No mês seguinte, eu, minha mãe e irmãos, nos mudamos. Os poucos recursos da pensão, a lei da “Denuncia Vazia” e os preços escorchantes dos aluguéis – eram tempos duros os que estávamos vivendo, Médice – nos obrigavam aquela vida nômade, pra não dizer errante, irritante. Não passávamos um ano no mesmo lugar, na mesma escola, com os mesmos colegas e amizades. Por um lado isso era bom.

* * *

, dezoito e trinta, princípio de julho. Um trágico e improvável azul banha tudo e a tudo consome. As luzes dos letreiros luminosos, da rua; das casas, no morro ao longe, se evidenciam. Lentamente o azul ficando cada vez mais escuro até sucumbir, de forma intolerável, a noite que cobre toda a cidade com sua angústia. Não levou dez minutos. As luzes das casas, ao longe, que eram poucas até então, iniciam sua tentativa vã de negar a noite e vão como que espocando aqui, ali, acolá, aqui novamente. Até que todas estejam, em desesperado uníssono, negando a noite com toda a intensidade que a energia elétrica possibilita. Não acendo a luz, não há esperanças.

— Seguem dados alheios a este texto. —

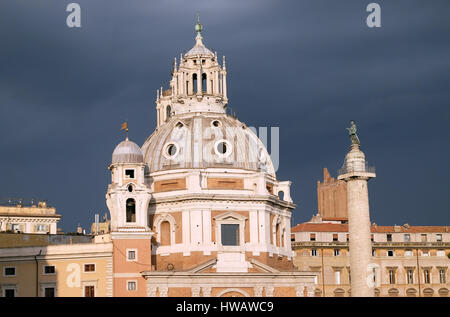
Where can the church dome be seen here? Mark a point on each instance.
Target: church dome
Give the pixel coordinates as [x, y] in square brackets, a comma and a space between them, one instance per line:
[127, 152]
[205, 140]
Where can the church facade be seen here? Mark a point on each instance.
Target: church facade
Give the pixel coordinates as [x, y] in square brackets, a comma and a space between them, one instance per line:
[198, 210]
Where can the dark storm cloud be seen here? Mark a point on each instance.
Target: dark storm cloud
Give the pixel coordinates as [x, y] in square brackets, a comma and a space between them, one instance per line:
[305, 66]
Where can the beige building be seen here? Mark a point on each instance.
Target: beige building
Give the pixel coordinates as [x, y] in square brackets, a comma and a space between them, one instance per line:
[33, 218]
[60, 265]
[406, 260]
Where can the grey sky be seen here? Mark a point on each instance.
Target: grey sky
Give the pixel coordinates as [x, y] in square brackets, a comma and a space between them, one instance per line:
[305, 66]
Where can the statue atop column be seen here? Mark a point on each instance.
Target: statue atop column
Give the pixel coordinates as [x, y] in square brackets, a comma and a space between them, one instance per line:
[352, 132]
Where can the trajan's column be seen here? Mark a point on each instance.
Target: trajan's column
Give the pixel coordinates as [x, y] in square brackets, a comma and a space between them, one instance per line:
[356, 173]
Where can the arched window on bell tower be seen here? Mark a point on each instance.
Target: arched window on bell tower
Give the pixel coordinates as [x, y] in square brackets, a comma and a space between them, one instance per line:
[165, 233]
[204, 88]
[131, 210]
[168, 112]
[194, 83]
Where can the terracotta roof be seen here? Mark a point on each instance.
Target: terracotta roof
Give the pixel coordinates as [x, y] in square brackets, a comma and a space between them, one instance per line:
[335, 227]
[335, 219]
[320, 227]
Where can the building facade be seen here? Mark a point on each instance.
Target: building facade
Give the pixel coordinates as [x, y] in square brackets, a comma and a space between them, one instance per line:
[33, 218]
[406, 260]
[197, 209]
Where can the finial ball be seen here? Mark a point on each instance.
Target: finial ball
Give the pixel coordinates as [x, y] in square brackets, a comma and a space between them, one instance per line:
[198, 27]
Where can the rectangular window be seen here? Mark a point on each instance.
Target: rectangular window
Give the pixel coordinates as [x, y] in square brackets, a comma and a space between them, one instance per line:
[9, 271]
[337, 277]
[131, 255]
[442, 277]
[41, 228]
[426, 276]
[230, 234]
[49, 269]
[391, 276]
[410, 276]
[89, 291]
[129, 173]
[89, 267]
[131, 285]
[49, 292]
[10, 292]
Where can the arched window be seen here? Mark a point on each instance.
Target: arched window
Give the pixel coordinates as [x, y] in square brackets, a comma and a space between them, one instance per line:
[204, 82]
[194, 83]
[131, 210]
[277, 230]
[165, 233]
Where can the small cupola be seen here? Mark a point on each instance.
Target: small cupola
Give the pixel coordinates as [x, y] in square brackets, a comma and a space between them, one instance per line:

Nesta mesma manhã havia encontrado, puro acaso, aquele meu colega. Já faziam bem uns vinte e cinco anos que não nos víamos. Inicialmente uma pequena dificuldade em nos reconhecer totalmente naquelas novas aparências, o que me inquietou. Mas quando começamos a conversar, ali estavam os dois adolescentes:

“Lembra da irmã do gordinho?” Ele perguntou.

“Aquela que vimos de baby-doll?”

“Isso!”

“Claro que me lembro. Aquela visão me acompanhou por muitos anos.” Disse, piscando o olho direito com malícia.

“Pois é, enlouqueceu e se suicidou naquele mesmo ano. Gás. Morreu com o Brutus.”